Thanks & regards, -asb
Comment 9 andreas.martens 2007-11-05 09:27:34 UTC
Created attachment 49417 [details]
Sample document shows the problem.
Comment 10 andreas.martens 2007-11-05 09:36:19 UTC
I was able to reproduce the problem with a new created document.
1. New Writer document
2. Insert a table of contenta
3. Create new paragraph style with the name "Content_Heading"
4. Edit table of contents/Styles and use the new style for the title.

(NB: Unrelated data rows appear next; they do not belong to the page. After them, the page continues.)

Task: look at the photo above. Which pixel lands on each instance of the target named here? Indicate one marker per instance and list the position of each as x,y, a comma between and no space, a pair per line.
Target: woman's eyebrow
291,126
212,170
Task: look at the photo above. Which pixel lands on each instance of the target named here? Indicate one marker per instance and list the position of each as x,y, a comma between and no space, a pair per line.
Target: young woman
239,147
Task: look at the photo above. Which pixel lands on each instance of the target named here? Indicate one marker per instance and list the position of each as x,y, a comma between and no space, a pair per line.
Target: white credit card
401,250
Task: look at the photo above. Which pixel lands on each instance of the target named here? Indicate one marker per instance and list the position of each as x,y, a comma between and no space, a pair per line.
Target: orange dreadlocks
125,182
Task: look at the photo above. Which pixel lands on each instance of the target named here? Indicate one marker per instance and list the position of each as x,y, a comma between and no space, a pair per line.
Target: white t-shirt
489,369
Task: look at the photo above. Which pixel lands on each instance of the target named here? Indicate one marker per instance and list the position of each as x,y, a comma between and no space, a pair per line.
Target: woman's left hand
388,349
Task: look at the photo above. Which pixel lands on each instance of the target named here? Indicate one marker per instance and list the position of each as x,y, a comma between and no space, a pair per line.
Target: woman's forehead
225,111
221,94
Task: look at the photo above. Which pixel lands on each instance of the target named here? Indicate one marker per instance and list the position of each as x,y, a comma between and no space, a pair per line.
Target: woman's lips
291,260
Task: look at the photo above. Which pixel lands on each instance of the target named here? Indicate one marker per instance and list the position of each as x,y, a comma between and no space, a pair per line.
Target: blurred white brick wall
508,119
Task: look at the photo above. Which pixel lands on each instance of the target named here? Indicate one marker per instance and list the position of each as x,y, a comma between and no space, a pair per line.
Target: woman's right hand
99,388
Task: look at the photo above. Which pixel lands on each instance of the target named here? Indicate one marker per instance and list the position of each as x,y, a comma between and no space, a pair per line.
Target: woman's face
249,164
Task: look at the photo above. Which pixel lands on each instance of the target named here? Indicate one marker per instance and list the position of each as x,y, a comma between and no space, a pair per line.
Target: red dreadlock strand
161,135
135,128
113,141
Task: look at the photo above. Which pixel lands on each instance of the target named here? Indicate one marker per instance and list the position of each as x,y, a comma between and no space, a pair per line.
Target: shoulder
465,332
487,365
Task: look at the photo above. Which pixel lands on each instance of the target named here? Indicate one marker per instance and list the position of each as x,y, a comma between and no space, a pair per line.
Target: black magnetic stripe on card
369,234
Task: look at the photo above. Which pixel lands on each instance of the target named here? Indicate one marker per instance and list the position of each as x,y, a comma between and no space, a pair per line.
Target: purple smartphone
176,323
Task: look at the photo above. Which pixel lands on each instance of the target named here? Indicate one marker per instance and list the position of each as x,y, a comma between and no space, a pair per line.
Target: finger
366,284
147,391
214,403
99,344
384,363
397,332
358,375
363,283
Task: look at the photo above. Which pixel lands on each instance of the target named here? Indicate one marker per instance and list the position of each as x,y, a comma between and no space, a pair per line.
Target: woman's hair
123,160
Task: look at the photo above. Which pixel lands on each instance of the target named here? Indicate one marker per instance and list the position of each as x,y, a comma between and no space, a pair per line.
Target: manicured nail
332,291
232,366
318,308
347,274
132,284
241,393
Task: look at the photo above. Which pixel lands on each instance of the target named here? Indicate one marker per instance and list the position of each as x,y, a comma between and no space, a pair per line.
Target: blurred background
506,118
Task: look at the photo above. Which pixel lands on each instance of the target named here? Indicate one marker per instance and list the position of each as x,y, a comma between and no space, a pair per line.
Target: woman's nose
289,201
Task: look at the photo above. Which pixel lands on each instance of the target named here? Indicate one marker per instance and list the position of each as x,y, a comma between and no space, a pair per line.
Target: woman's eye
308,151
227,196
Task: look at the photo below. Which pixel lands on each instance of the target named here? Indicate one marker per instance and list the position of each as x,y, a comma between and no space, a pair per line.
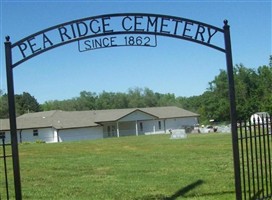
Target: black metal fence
255,146
5,165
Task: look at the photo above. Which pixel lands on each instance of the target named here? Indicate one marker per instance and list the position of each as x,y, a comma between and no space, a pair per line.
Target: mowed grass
140,168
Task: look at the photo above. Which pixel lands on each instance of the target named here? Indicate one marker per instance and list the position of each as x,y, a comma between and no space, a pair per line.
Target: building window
141,126
35,132
2,135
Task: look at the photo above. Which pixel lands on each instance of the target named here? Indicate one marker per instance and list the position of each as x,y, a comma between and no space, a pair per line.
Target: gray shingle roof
74,119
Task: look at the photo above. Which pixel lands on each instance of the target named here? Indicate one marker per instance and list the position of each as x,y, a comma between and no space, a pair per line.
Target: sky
174,66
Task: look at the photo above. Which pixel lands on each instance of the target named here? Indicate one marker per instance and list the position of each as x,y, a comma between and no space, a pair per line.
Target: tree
26,103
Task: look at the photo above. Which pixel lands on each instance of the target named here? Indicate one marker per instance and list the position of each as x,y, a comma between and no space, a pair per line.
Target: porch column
136,127
117,126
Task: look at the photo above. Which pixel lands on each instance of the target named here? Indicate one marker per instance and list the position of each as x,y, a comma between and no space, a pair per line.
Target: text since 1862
116,30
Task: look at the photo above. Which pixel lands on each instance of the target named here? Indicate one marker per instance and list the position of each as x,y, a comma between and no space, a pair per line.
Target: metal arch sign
128,29
114,30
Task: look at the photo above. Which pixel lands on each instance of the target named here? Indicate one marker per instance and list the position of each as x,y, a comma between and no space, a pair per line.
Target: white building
60,126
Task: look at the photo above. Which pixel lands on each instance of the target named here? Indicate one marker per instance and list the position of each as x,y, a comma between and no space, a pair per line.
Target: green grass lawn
139,168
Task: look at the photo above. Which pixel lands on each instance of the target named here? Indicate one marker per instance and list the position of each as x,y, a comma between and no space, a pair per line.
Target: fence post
12,121
233,114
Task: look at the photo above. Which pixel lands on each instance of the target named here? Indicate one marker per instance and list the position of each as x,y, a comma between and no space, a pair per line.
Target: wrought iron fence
255,146
4,168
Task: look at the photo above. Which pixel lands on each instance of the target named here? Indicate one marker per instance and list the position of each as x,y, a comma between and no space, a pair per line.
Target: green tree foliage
253,94
24,103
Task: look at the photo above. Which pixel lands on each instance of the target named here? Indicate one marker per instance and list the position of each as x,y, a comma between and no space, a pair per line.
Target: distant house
60,126
259,118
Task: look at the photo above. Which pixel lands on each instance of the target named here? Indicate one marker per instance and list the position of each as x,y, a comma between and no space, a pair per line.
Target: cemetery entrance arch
114,30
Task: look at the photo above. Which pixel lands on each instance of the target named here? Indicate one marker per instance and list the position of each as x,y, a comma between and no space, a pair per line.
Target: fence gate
255,146
5,164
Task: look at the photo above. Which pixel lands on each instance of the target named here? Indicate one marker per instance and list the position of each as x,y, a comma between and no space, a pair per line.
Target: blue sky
174,66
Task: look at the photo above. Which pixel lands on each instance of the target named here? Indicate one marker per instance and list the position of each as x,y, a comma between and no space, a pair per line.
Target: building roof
75,119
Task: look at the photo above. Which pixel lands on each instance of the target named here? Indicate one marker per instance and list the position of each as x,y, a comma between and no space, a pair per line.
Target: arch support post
233,114
12,121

5. Save document and reload it, all is fine.
6. Delete the style "Content_Heading" in the stylist.
7. Save the document and reload it.
8. Have a look into the styles of the table of contents, you will recognize that
there is a style "Content_5f_Heading" is matched to the title.

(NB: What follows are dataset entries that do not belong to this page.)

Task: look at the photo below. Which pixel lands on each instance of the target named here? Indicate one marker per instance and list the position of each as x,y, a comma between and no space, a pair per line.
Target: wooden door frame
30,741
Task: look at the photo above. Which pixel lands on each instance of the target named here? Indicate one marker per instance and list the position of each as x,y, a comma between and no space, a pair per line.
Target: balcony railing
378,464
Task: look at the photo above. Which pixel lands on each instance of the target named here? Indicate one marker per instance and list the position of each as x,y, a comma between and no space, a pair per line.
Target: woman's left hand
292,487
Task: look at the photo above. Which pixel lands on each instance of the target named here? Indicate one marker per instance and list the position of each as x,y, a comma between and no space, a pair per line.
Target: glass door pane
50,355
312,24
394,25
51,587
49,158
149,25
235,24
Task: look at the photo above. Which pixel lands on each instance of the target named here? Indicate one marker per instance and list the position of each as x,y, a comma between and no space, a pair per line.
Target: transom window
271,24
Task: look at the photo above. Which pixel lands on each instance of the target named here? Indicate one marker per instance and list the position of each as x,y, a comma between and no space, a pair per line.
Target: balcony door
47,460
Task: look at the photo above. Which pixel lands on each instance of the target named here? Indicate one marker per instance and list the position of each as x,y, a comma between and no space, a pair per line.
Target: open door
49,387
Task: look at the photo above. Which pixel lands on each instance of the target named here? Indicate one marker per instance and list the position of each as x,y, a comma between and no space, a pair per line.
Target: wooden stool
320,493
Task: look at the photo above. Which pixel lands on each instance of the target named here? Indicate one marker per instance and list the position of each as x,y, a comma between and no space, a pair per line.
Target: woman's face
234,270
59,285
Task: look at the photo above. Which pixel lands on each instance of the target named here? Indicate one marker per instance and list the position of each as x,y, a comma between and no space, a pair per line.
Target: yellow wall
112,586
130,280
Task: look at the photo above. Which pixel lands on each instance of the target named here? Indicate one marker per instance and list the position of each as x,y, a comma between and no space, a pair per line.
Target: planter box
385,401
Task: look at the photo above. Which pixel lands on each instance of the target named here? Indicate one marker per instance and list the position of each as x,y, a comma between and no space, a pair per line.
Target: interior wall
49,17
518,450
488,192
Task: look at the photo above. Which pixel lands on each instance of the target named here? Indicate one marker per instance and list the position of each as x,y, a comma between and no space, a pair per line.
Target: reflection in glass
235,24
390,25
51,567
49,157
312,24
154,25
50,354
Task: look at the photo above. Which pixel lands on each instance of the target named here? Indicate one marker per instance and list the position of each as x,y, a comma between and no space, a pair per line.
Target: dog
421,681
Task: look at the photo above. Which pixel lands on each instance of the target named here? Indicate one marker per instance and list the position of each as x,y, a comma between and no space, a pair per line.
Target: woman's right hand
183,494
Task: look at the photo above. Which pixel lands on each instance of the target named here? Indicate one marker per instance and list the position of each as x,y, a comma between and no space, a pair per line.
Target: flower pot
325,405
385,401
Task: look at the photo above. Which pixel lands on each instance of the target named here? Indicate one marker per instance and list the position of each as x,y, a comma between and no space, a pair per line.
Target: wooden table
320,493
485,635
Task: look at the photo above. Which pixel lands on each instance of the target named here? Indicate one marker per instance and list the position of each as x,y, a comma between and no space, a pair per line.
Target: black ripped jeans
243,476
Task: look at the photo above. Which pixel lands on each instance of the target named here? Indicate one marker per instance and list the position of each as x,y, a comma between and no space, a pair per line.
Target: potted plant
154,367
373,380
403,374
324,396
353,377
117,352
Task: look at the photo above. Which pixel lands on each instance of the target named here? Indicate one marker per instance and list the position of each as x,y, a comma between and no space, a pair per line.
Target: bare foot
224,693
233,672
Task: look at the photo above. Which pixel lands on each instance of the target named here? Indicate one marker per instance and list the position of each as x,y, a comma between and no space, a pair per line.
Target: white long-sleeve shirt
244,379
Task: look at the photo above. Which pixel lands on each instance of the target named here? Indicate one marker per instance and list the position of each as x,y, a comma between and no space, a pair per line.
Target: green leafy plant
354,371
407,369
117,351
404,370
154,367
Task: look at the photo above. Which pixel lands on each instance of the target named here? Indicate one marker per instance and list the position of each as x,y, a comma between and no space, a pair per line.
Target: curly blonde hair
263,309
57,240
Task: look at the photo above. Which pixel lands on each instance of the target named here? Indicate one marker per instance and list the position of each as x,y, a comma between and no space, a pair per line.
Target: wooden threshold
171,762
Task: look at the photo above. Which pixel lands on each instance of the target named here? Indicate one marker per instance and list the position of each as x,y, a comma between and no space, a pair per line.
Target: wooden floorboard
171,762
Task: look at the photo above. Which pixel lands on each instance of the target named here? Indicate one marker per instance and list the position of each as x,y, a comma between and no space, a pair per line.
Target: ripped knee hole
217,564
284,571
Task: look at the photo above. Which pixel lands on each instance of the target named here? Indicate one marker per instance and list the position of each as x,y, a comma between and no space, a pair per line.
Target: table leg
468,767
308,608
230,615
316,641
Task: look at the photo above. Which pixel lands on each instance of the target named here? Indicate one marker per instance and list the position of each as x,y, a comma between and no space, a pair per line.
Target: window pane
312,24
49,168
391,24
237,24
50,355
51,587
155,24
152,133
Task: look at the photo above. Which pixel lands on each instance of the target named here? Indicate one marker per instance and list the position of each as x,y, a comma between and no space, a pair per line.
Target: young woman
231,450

9. From now on every save&reload will double the amount of "_5f" in the table of
content/style. When the number becomes greater than 65000 the file cannot be
opened with OOo.
Comment 11 andreas.martens 2007-11-05 09:39:59 UTC
We have to things to do:
1. Stop the duplication of "_5f" for unknown styles then we will never corrupt a
file again.
2. Be able to open a damaged file even a style name exceeds the lengths of 65000
characters.
At least 1. should be doable for 2.4.
Comment 12 andreas.martens 2007-11-06 08:21:06 UTC
I want to give you some advices how to avoid the situation and how to proceed if
you're running into trouble with this issue.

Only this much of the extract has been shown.